Cocinó junto a Ramona, mamá de su mujer, y comieron con su hijo y su sobrina -que también vive con ellos-. La esposa, Verónica, trabaja hasta las 10 de la noche en Vicente López. Todas las noches Cali se toma el colectivo 161 para buscarla, y que no vuelva sola tan tarde.

-¿No comés más, Cali?- le preguntó Bigote.

-No, me voy a dar una ducha, busco a la Vero y cuando volvemos comemos juntos.

Y así hizo. Había terminado el partido que jugaba River contra Estudiantes de La Plata. Salió con el pelo mojado y vio que su hijo Oscarcito se quedaba pateando unos goles con un amigo en la vereda.

En las primeras declaraciones, Cali contó que se desvío del trayecto hacia la parada de colectivo para “fumarse un porrito con sus amigos” en la esquina donde suelen “parar”, a dos cuadras de su casa.
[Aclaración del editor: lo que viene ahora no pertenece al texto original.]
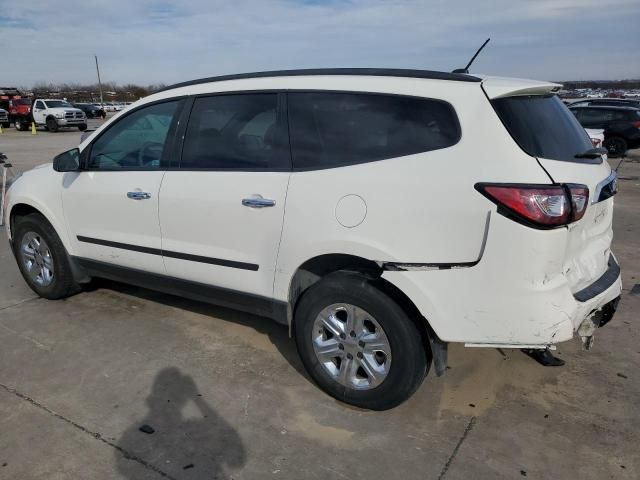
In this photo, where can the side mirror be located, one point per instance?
(68, 161)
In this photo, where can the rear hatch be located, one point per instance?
(544, 128)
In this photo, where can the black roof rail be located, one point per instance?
(375, 72)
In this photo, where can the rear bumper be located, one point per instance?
(517, 295)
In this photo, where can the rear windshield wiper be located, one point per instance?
(592, 153)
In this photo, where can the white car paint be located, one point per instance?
(420, 208)
(596, 135)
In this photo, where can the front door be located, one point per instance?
(222, 211)
(111, 206)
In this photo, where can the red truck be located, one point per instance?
(18, 106)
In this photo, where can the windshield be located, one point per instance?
(543, 126)
(57, 104)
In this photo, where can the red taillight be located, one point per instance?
(539, 206)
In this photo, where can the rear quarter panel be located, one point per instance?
(421, 208)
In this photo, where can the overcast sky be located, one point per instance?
(157, 41)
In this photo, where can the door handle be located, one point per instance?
(138, 195)
(258, 202)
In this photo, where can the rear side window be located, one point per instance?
(236, 132)
(336, 129)
(543, 126)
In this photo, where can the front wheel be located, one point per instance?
(358, 344)
(616, 146)
(42, 258)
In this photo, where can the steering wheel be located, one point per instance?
(149, 152)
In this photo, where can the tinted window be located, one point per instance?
(335, 129)
(236, 132)
(543, 126)
(135, 141)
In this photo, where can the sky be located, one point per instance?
(159, 41)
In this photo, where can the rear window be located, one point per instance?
(543, 126)
(336, 129)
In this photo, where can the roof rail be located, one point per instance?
(377, 72)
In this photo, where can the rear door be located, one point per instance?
(221, 212)
(544, 127)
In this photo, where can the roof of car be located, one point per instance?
(377, 72)
(606, 107)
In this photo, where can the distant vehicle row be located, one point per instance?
(619, 119)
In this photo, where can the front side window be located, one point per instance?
(136, 141)
(236, 132)
(337, 129)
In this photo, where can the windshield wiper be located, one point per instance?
(592, 153)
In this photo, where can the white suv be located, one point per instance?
(380, 214)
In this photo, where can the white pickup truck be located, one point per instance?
(53, 114)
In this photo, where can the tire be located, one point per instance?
(61, 283)
(406, 362)
(616, 146)
(52, 125)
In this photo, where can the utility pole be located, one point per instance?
(99, 82)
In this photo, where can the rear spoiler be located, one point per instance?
(498, 87)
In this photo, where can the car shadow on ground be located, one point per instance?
(174, 443)
(278, 334)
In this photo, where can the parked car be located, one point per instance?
(4, 118)
(54, 113)
(20, 112)
(621, 126)
(90, 110)
(596, 135)
(608, 102)
(347, 204)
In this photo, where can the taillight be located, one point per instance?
(538, 206)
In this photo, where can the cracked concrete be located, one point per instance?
(227, 397)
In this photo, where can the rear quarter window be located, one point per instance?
(337, 129)
(543, 126)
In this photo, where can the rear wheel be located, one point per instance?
(52, 125)
(616, 146)
(42, 258)
(358, 344)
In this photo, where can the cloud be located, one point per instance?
(163, 41)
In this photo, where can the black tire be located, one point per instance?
(410, 361)
(63, 284)
(52, 125)
(616, 146)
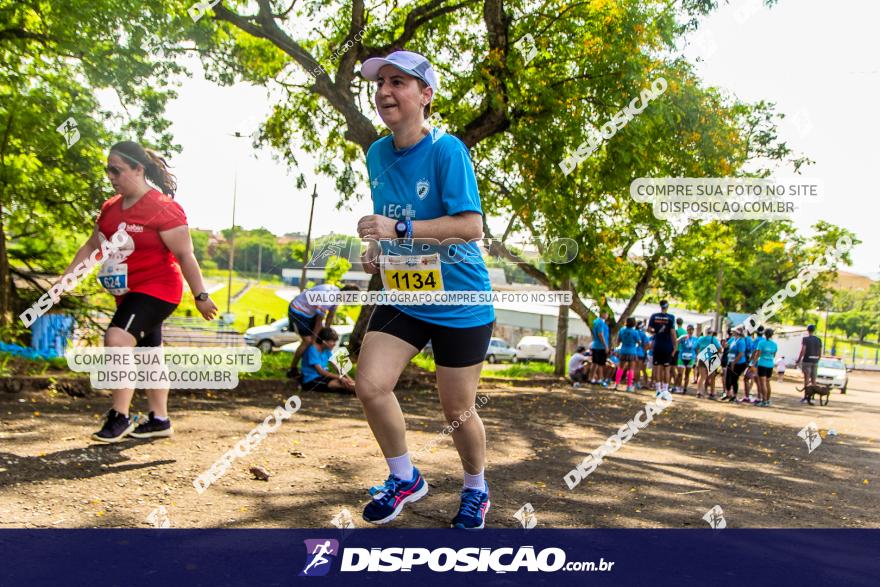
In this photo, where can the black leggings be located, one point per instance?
(141, 315)
(732, 375)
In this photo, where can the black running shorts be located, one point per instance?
(453, 347)
(662, 356)
(141, 315)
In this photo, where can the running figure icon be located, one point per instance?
(319, 559)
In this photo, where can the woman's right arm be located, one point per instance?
(85, 250)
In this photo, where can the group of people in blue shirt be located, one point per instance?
(673, 353)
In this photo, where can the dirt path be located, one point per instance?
(695, 455)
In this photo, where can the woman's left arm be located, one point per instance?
(467, 226)
(179, 242)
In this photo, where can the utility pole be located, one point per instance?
(718, 300)
(259, 260)
(231, 248)
(302, 278)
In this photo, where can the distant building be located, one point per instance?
(358, 278)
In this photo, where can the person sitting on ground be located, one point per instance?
(576, 365)
(315, 376)
(307, 319)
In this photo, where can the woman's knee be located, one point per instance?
(368, 389)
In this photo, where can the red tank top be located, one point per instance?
(152, 268)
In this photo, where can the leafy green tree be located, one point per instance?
(520, 114)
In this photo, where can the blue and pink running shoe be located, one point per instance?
(388, 499)
(473, 509)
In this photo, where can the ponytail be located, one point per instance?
(155, 166)
(157, 172)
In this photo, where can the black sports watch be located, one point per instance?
(400, 228)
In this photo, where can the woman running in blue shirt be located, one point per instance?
(765, 357)
(423, 188)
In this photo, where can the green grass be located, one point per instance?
(13, 365)
(521, 371)
(425, 362)
(258, 301)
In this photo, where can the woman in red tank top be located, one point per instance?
(145, 274)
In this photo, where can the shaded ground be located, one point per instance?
(695, 455)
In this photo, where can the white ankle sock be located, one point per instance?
(401, 467)
(475, 481)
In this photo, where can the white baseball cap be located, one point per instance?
(406, 61)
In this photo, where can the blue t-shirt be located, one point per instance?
(737, 345)
(599, 326)
(643, 340)
(662, 323)
(704, 341)
(630, 340)
(767, 348)
(432, 179)
(686, 347)
(313, 357)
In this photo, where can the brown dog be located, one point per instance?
(820, 390)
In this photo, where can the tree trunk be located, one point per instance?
(5, 306)
(562, 336)
(360, 327)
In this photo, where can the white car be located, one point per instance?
(832, 371)
(499, 351)
(343, 330)
(270, 336)
(535, 348)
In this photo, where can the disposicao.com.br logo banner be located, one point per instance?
(427, 557)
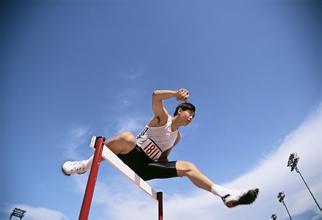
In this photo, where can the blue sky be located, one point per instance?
(73, 69)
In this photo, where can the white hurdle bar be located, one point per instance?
(101, 151)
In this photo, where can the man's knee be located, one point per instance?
(128, 138)
(122, 143)
(185, 167)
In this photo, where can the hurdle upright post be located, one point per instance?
(86, 205)
(160, 205)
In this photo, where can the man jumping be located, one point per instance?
(147, 154)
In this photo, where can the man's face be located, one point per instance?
(186, 116)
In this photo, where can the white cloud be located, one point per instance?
(41, 213)
(121, 201)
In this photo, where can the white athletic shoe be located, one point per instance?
(71, 167)
(244, 199)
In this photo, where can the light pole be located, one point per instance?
(281, 197)
(292, 162)
(17, 213)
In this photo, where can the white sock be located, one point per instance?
(222, 191)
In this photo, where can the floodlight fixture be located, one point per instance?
(17, 213)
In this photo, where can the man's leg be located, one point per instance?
(119, 144)
(230, 197)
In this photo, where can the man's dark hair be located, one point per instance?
(185, 106)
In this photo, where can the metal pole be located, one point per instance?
(160, 205)
(287, 210)
(316, 202)
(86, 205)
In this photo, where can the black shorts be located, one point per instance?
(147, 168)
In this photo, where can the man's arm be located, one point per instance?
(160, 113)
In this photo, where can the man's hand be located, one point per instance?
(182, 95)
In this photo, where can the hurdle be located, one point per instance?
(97, 143)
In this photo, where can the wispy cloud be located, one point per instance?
(41, 213)
(271, 175)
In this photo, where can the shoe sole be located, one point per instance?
(245, 199)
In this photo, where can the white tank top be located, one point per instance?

Era una noche cálida de noviembre.

Ahí estaba cuando escuchó que se acercaba un auto “trucho”, perseguido por una patrulla del comando municipal de San Martín. Corrió en dirección a la casa porque pensó que su hijo jugaba a la pelota en la puerta. Se tropezó en el pasillo por donde se escabullían los chicos que se bajaron del auto robado: en ese instante una agente mujer se le tiró encima y lo trabó con la rodilla en la espalda.

– ¿No ves que tengo el pelo mojado? – le dijo a la oficial.

Intentaba explicar que venía de su casa, que no tenía nada que ver con los adolescentes que se bajaron del auto. Era imposible que las figuras menuditas de los chicos fueran confundidos con Cali, un muchacho de 30 años, alto y de espalda ancha.

Uno de los chicos perseguidos fue asesinado por la policía en una villa cercana de Vicente López meses después.

*

Luego de que les robaran el auto rojo, la mujer que conducía, su hijo y un amigo de él fueron a la comisaría a hacer la denuncia. Allí estaban cuando la oficial que traía a Cali lo bajó esposado y lo paseó delante de ellos. Ella misma lo admitió en el juicio del lunes pasado en el TOC 3 de San Martín: el fiscal Carlos Pedro Insaurralde retiró la acusación y obligó a que el Tribunal definiera que el procesado debía quedar en libertad antes de las 12 de esa misma noche.

Cali esperó ese día durante dos años, después de estar preso sin motivo. Tuvo momentos de depresión, su hijo Oscarcito padeció mucho su distancia. Escuchó desde el banquillo a sus vecinos y amigos que no veía hacía mucho, se secó las lágrimas con la manga de la remera. El carnicero que le vendió el pollo se ganó las risas con un detalle: “No me lo pagó”. Otro de los chicos también quiso reforzar su verdad con un dato omitible: “Estábamos fumando un porro”. El almacenero de al lado, la kiosquera de la vuelta, los vecinos del pasillo. Todos hablaron.

Una victoria colectiva

El peluquero se acercó a un grupo de familiares y víctimas de Violencia Institucional que se reúne en la Cooperativa Esperanza. Se encontró con una vecina de su cuadra, Cristina Almeida, mamá de Matías y David Monzón, una luchadora reconocida. Ahí convenció al Centro de Estudios Legales y Sociales (CELS) y la Campaña Nacional contra la Violencia Institucional, que acompañaron a la familia en el juicio. Entrevistaron a Cali, a los familiares y los testigos para ayudar a que trabajaran sobre sus expectativas con el juicio, a que encontraran la forma para ser lo más claros posibles en los relatos. No había prueba científica: la víctima del robo se llevó el auto sin que nadie tomara las huellas digitales en su interior. Toda la defensa se basaba en los testimonios.

En los tribunales hablan un idioma muy diferente al de los barrios populares. La experiencia de acompañamiento psicojurídico fue coordinado por una psicóloga del CELS. Dos abogadas se encargaron de que todas las intervenciones se encuadraran en la estrategia jurídica que el defensor definiera para el caso. En el territorio estuvieron dos trabajadoras sociales que militan en la Campaña Nacional contra la Violencia Institucional.

Fue mérito de Verónica, la mujer de Cali, de su mamá Ramona y del peluquero Julio “Bigote”. Con mate y torta de ricota desafiaron al individualismo, al “no te metás”. El barrio pudo hablar, y hubo justicia.